Has IS changed Parliament's view on military action?
UK air strikes over Syria and Iraq might be imminent. A British hostage is threatened by a British jihadist. American hostages have been killed.
The prime minister asserts that military intervention in Syria would be legal. Nato leaders say the forces of Islamic State should be destroyed.
This is, by any measure, a big moment.
And the spectre of armed conflict usually makes Parliament pulsate. Think of the Norway debate in 1940 or Iraq in 2003.
A year ago there was fierce argument about the wisdom of military intervention against President Assad in Syria after his alleged use of chemical weapons. The Commons split, Labour opposed, the government lost and protesters marched in the streets outside.
A year on and the mood could not be more different. A sombre consensus seems to be sitting over the chamber. The government's action so far - humanitarian aid, surveillance support to the US, non-military help for the Kurds with the prospect of arms if they ask - has had the unwavering support of the Labour leadership.

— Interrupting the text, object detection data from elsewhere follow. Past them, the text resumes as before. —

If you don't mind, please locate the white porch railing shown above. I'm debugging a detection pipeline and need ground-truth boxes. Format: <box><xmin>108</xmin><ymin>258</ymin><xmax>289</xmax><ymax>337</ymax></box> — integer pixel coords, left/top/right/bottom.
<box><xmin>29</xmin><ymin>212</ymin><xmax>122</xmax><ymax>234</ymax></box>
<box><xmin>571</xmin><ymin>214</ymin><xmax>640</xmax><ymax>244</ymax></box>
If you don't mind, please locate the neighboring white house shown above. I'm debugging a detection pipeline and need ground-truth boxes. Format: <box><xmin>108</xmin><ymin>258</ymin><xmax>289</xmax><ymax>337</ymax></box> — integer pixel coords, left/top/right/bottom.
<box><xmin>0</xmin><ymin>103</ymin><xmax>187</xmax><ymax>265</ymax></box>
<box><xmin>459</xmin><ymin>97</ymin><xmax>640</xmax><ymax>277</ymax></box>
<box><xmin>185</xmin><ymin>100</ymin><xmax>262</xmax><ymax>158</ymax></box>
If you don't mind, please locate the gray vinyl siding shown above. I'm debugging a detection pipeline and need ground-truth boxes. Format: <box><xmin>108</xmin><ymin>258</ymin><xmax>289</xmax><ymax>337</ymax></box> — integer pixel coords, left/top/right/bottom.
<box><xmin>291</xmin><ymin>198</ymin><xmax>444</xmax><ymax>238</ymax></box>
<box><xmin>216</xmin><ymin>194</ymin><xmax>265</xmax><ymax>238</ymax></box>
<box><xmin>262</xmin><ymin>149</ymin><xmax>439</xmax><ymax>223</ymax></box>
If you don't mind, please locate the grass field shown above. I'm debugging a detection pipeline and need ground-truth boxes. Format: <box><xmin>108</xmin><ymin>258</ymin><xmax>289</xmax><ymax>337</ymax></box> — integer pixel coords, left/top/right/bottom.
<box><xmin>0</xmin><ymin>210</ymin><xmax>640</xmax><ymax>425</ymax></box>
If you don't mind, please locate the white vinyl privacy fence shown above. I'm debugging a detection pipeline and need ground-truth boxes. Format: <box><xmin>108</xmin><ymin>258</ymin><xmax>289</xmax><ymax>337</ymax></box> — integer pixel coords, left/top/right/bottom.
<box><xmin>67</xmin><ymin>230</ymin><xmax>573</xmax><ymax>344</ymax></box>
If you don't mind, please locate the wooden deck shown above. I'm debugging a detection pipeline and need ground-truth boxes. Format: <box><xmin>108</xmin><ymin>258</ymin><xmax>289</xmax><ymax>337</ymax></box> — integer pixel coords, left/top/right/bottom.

There's been barely a squeak of dissent. And with air strikes "not ruled out" by David Cameron, very few on either side of the Commons can be heard saying no.
So what's going on? Here are some observations after talking to Labour and Conservative MPs. Unlike last year's Syria vote and the prevailing concern about Britain meddling in another country's civil war, now the threat feels more direct.
The ranks of IS fighters are being swelled with recruits from Britain (and other countries) and there is revulsion at what they're doing there and might do here. There is broad agreement something must be done.
What about Ed Miliband's thinking? Last year Labour led the opposition to intervention in Syria. Now the veteran Labour MP Peter Hain is among those saying the West should hold its nose and find common cause with Assad in fighting IS.
My source, a shrewd Labour MP, suggested support for the government's position might start to fracture once the details of further military involvement are spelt out. He also thought a chunk of the party was far more focused on the imminent Scottish referendum than events in Syria and Iraq.
But with a general election now close - and IS being the grizzly group it is - Labour will be wary of taking a markedly different stand to the government over IS so close to polling day. If there was a chance of British boots on the ground the arguments would be far more charged. But that's been clearly ruled out.
Nor do I get a sense that Labour MPs are going to be hopping up and down demanding a debate and vote on military action before it's taken. Several I spoke to said they'd be happy to see retrospective approval given once air strikes had started.
In fact, it was more hawkish conservative MPs who seemed most eager for Parliament to have its say first - and soon. Parliament rises for another recess at the end of next week and won't return until 13 October.
Some Tory MPs are pushing for a motion to be tabled during a foreign affairs debate next Wednesday. They think it's tidier if Parliament has given the green light for limited military intervention by then and I understand conversations are happening between Labour and Conservative MPs over whether that could happen.
So, Parliament is not crackling with argument over how to tackle IS. In fact it's doing what Parliament should - reflecting the anxieties, revulsion and disorientation that IS has provoked among voters. If a deeper military involvement by Britain is brewing, so far Parliament is cautiously following along.